Several Armenian newspapers compare electoral practices in Armenia and Azerbaijan in the wake of the Azerbaijani parliamentary elections.
“168 Zham” says Armenia is getting a chance to pull further ahead of Azerbaijan in terms of democratic development. All it has to do is to hold “more quality elections.” The paper says that is “extremely important in terms of gaining positive treatment by the international community in Karabakh negotiations.” “Or else, Armenia would occupy a ‘worthy’ place alongside Azerbaijan in terms of parliamentary elections,” it warns, suggesting that “the latter option is much more likely.”
“If all goes like it’s going today, then the 2012 parliamentary elections in Armenia will also be held calmly, peacefully and without serious incidents,” editorializes “Aravot.” “Because everyone knows that election results are rigged not only on election day. They are rigged when no independent TV station is on the air, when all state and security structures, educational institutions as well as the electricity and water networks are already working to ensure the victory of ruling parties, when it is already decided how the money will be distributed, not only to voters but election commissions, proxies and monitors.” The paper claims that vote rigging is also facilitated by what it calls secret collaboration between Armenian and European officials who would “welcome an election held in any fashion.”

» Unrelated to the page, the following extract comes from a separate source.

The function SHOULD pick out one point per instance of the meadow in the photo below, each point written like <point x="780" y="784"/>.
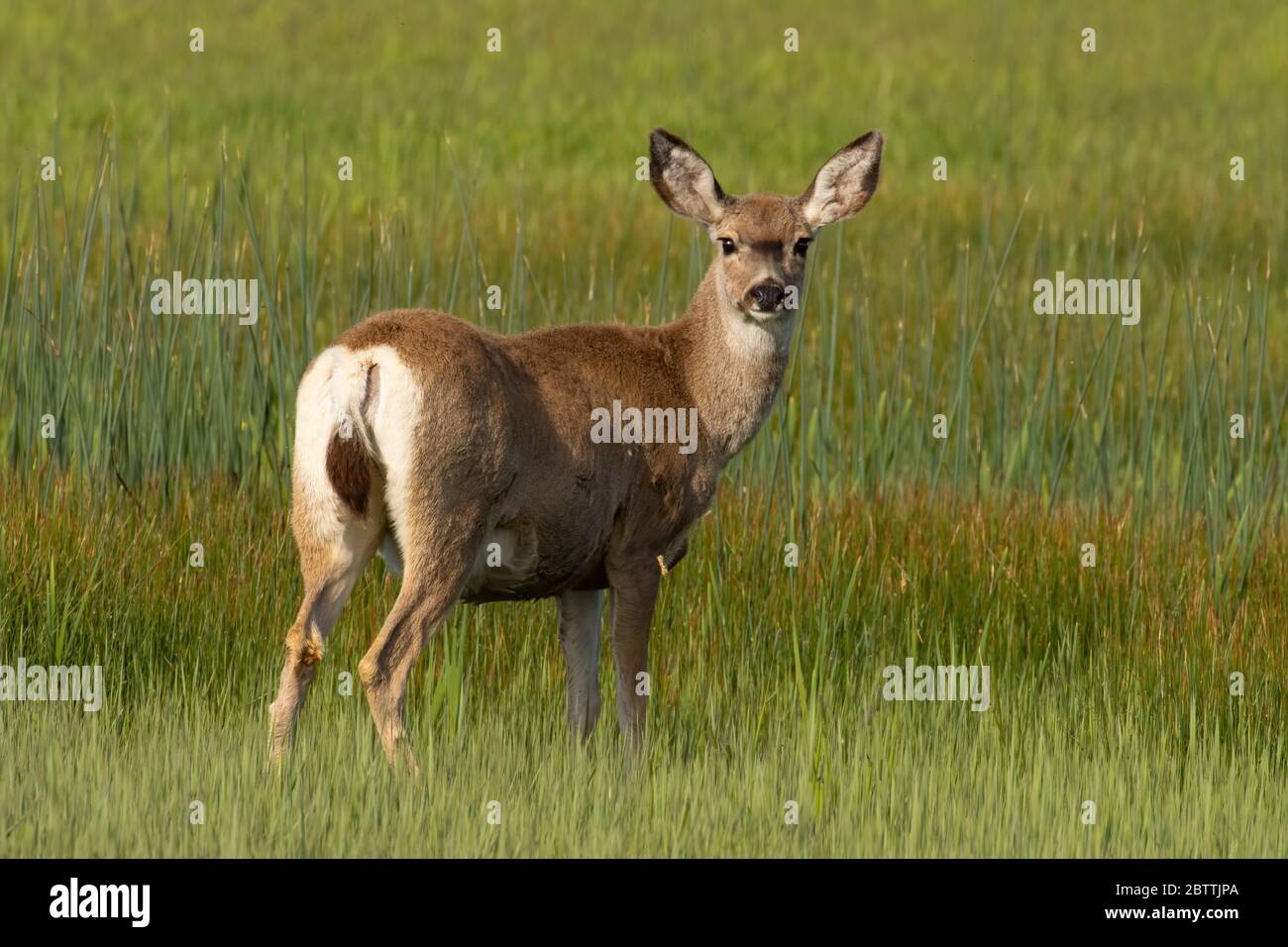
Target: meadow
<point x="1150" y="684"/>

“There is an evidently pre-term situation in Armenia,” writes “Chorrord Inknishkhanutyun.” “Opposition representatives claim that if there are fair elections, the [ruling] HHK will hardly garner 10-15 percent of the vote, while the Republicans are saying, ‘No, it’s you who will barely get 10-15 percent.’” The pro-opposition paper says it is “absolutely meaningless” to engage in such debates. “There is only one question. Will it be possible to destroy the system of electoral fraud or not?” it adds, concluding that Armenia will go through another bloody post-election unrest if that system remains intact.
“Hayots Ashkhar” quotes a spokesman for businessman and Prosperous Armenia Party leader Gagik Tsarukian as confirming reports that he owns Yerevan’s famous central market and plans to thoroughly reconstruct it. “The building’s exterior will be maintained,” says Khachik Gevorgian.